Les obstacles ne manquent pas; cela dit, grâce à un engagement soutenu envers les jeunes à risque, ainsi qu'à des partenariats et des interventions dynamiques et coordonnées, la police peut jouer un rôle déterminant en vue de dissuader les jeunes de se joindre à un gang.

Gend. Alan Devolin

En 2006, Calgary a connu une intensification sensible des crimes et de la violence des gangs, qui étaient le fait de deux principales factions enlisées dans le mode de vie des gangs.

Cette violence a provoqué une augmentation des homicides, dont un triple meurtre, le 1er janvier 2009, au cours duquel un passant innocent a été abattu dans un restaurant de la localité.

Aujourd'hui, nombre des personnes associées à cette violence sont soit mortes, soit incarcérées.
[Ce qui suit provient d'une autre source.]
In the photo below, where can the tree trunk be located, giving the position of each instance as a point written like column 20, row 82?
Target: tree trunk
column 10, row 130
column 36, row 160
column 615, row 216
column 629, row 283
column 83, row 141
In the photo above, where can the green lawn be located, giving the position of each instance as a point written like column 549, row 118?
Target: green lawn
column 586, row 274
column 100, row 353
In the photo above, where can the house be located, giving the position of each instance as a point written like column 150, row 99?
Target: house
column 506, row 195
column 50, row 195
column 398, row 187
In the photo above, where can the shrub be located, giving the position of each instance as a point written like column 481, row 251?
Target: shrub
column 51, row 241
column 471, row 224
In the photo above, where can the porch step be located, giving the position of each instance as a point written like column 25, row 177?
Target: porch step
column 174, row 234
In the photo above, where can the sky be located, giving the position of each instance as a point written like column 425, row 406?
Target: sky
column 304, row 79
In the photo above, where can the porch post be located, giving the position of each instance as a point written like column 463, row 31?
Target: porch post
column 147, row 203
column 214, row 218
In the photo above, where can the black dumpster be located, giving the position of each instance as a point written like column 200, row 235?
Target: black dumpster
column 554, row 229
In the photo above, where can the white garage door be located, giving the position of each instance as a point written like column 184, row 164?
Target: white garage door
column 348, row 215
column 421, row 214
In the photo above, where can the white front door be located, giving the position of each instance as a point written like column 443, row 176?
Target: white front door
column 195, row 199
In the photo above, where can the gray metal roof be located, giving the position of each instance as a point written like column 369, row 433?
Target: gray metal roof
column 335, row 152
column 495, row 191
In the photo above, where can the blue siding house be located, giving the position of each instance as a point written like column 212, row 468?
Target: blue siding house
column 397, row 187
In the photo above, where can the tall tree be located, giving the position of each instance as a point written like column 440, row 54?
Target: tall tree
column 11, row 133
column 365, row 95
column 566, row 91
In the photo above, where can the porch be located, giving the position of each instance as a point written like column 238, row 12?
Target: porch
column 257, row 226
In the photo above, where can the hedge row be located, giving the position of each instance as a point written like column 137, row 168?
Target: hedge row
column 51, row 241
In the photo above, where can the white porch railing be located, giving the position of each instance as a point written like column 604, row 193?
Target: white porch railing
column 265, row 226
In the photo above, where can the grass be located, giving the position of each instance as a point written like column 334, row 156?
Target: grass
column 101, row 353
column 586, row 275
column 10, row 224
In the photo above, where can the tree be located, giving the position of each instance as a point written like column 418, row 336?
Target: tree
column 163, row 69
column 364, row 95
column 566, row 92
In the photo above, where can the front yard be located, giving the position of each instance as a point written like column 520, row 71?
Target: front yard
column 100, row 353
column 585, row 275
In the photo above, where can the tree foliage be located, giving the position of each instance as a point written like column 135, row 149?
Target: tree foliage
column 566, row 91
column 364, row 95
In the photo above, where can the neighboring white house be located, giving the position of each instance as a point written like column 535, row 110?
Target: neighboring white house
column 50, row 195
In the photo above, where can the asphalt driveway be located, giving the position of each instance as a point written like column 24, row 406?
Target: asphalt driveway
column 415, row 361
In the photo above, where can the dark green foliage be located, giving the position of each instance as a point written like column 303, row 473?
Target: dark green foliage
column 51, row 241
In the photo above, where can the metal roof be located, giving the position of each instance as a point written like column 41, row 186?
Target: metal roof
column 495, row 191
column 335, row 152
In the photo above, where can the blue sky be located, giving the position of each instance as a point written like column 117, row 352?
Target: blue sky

À long terme, une intervention durable s'impose pour empêcher les jeunes d'embrasser ce mode de vie.

Conscient du problème, le Service de police de Calgary (SPC) a collaboré avec des partenaires à l'élaboration d'une stratégie concertée axée sur des initiatives d'éducation, de prévention ciblée, de perturbation, de répression et d'enquête.

Un volet important de cette démarche est le programme Youth at Risk Development, dit YARD, lancé en 2008 par le SPC et les services communautaires et de proximité de la ville de Calgary.

Il s'agit d'une initiative communautaire d'intervention précoce visant à soutenir les jeunes de 10 à 17 ans faisant partie d'un gang ou susceptibles d'y adhérer.

Initialement financé par le Centre national de prévention du crime (CNPC), le gouvernement albertain a pris la relève en 2011 par l'entremise du fond de confiscation civile, de façon à couvrir le coût des initiatives communautaires.

Le programme est passé de deux à quatre équipes formées chacune d'un policier et d'un travailleur social autorisé. Avec le soutien d'un psychologue des services de santé provinciaux, tous travaillent étroitement avec le jeune, sa famille, l'école et les organismes communautaires en vue d'élaborer un plan individualisé adapté aux besoins et aux facteurs de risque du participant.

Le policier et le travailleur social travaillent de concert pour établir une relation positive avec le jeune et l'aider à prendre des décisions judicieuses dans sa vie.

Une fois mobilisés, le jeune et sa famille reçoivent un éventail de services adaptés à leurs besoins. En tablant sur les forces du jeune et de sa famille, le programme vise à atténuer les facteurs de risque évalués initialement.

Le programme a permis de réduire les activités criminelles de nombreux participants et a une incidence positive chez les jeunes à risque, notamment en favorisant l'utilisation constructive de leur temps, leurs relations avec des groupes d'amis qui les appuient, l'amélioration de la maîtrise de soi, l'atténuation des facteurs de risque et l'intensification des facteurs de protection.

Parmi les centaines de jeunes et de membres leur famille participant au programme, les exemples de réussite ne manquent pas.

Ainsi, un jeune amateur de basketball, qui autrement aurait pu glisser entre les mailles du filet, a reçu un encadrement et un appui soutenus. L'adolescent a eu l'occasion de se rendre aux États-Unis pour participer à un tournoi de dépistage avec le travailleur de la jeunesse affecté à son dossier, et qui avait aussi une expérience du basketball.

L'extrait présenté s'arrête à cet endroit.